The recent removal of White House chief strategist and alt-right ideologue Ste­phen Bannon was in large part due to the influence of the new White House chief of staff, John Kelly, a former US Marine Corps general.

Kelly was moved from his cabinet position as head of the De­partment of Homeland Security to run the White House staff because President Donald Trump was con­cerned about infighting among his staff, leaks to the media and his inability to get major legisla­tion passed in Congress. Kelly has reportedly become the gatekeeper to the Oval Office in addition to managing a large staff.

The significance of Kelly’s advent to the chief of staff posi­tion in terms of policy is that he is a non-ideological person and a pragmatist. His main ally in the White House is H.R. McMaster, the national security adviser, who holds the rank of US Army lieutenant-general.

Kelly and McMaster, besides their military backgrounds, are kindred spirits in that they say the United States should continue to be a leader in the world, maintain long-standing alliances and not give mixed signals to allies about US commitments.

This is why they clashed with Bannon, who played an instru­mental role in Trump’s electoral victory. Bannon, the executive chairman of the alt-right Breitbart News organisation, described himself as a populist and a nation­alist. He reinforced Trump’s ideas about an America-centric foreign policy and said that US trade deals were bad for the country. He also wanted the United States to avoid military ventures overseas and instead concentrate on building a kind of Fortress America.

Bannon even suggested to Trump that US civilian contrac­tors, a kind of mercenary force, should be deployed to Afghani­stan instead of the regular US military, an idea that was strongly opposed by Kelly, McMaster and Defence Secretary James Mattis, another former general.

What irked Kelly, however, about Bannon was that Breit­bart and other right-wing media orchestrated a vicious campaign against McMaster because he opposes pulling out of the Iran nuclear deal, sacked right-wing ideologues that his discredited predecessor and former Trump adviser Michael Flynn had placed on the National Security Council staff and retained some of former President Barack Obama’s foreign policy experts on the National Security Council staff.

Bannon denied that he was be­hind the attacks on McMaster but apparently no one in the White House believed him. CNN report­ed that Kelly believed Bannon was “pursuing his own agenda.”

Although Trump reportedly had differences with McMaster, he also soured on Bannon. He was re­portedly upset that a biography of Bannon had come out that seemed to suggest that Bannon and Trump were equals and Trump, with his outsized ego, could not countenance anybody stealing his limelight.

Trump was also upset that Ban­non gave an unauthorised inter­view in which he suggested that there was no military solution to the North Korea conflict, a state­ment that contradicted Trump’s public statements.

However, it was the Charlottes­ville, Virginia, incident, in which white supremacists and neo-Nazis marched and shouted racist and anti-Semitic slogans and violently clashed with counter-protesters, that helped seal Bannon’s fate.

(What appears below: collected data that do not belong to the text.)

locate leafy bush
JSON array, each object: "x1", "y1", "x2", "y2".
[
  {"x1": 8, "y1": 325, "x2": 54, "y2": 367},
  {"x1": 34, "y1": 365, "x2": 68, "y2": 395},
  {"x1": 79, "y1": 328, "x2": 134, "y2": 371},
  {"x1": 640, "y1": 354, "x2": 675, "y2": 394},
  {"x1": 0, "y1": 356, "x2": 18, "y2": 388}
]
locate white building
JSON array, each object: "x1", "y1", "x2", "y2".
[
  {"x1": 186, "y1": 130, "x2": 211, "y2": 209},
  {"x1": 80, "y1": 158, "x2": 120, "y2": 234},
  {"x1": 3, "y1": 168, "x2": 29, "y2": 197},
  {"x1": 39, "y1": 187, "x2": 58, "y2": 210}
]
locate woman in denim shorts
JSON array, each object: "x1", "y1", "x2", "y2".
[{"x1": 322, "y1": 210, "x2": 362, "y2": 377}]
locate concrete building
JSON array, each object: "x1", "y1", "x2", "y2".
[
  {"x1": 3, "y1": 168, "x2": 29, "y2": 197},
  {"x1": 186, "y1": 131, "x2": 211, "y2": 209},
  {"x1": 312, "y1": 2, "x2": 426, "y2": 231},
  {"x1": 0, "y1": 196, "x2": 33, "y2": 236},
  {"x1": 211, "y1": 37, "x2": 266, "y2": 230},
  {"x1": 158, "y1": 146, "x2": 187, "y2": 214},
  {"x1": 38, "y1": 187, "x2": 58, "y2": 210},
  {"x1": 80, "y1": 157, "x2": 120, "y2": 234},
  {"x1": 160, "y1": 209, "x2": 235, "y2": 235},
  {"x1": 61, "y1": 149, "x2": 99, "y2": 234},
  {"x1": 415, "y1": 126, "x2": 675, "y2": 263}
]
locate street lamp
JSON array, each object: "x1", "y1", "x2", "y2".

Trump made the most shocking comments about the incident, first making a kind of moral equivalen­cy to both sides and later claiming that there were some “fine peo­ple” in the neo-Nazi led march. Bannon was not directly linked to the Charlottesville incidents but there were many articles in Breit­bart before and after he joined the White House to link the alt-right to the white supremacist agenda.

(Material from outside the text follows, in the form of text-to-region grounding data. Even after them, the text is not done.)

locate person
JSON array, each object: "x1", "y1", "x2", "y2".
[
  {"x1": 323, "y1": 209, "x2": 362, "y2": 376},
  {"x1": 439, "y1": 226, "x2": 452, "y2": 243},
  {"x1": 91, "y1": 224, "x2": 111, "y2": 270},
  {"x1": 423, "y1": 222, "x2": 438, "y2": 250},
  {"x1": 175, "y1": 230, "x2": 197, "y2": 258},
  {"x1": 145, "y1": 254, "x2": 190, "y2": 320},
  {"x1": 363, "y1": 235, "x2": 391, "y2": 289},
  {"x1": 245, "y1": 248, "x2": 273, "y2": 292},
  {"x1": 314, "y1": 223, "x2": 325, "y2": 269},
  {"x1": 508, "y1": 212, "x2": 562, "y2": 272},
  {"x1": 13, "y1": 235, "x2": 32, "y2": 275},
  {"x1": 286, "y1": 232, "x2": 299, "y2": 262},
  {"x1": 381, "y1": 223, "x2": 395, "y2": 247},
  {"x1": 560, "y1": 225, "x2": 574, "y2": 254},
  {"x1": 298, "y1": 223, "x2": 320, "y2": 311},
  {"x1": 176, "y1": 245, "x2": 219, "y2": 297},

So when Kelly suggested to Trump that Bannon be fired, Trump agreed, probably because he wanted to deflect attention from his own foibles in respond­ing to Charlottesville.

Bannon’s departure from the White House signalled that the non-ideological pragmatists, led by the generals, have the upper hand. This means that Trump will be getting more advice from people with traditional views of US foreign and security policy. As witnessed by Trump’s policy speech on Afghanistan on August 21, this means that the United States will not be pulling out of that country and will, in fact, send several thousand more troops there per the advice of military commanders.

On the Middle East, Trump can be expected to maintain traditional friendships and alli­ances and policy will be handled by foreign and security policy professionals. As a possible sign of this trend, Trump’s son-in-law Jared Kushner’s recent trip to the region to explore the possibility of restarting Israeli-Palestinian talks includes staff members from the National Security Council.

While Bannon’s ouster and Kelly’s and McMaster’s rise have earned bipartisan praise in Congress and the media, there have been a few voices of caution about the military playing such a dominant role in policymaking, a role traditionally reserved for civilians.

However, because Trump has been so erratic and controver­sial, even his sharpest critics are acknowledging that it is better that the generals are in prominent policy positions to tame and guide the president.


Gregory Aftandilian is a lecturer at the Pardee School of Global Studies at Boston University and is a former U.S. State Department Middle East analyst.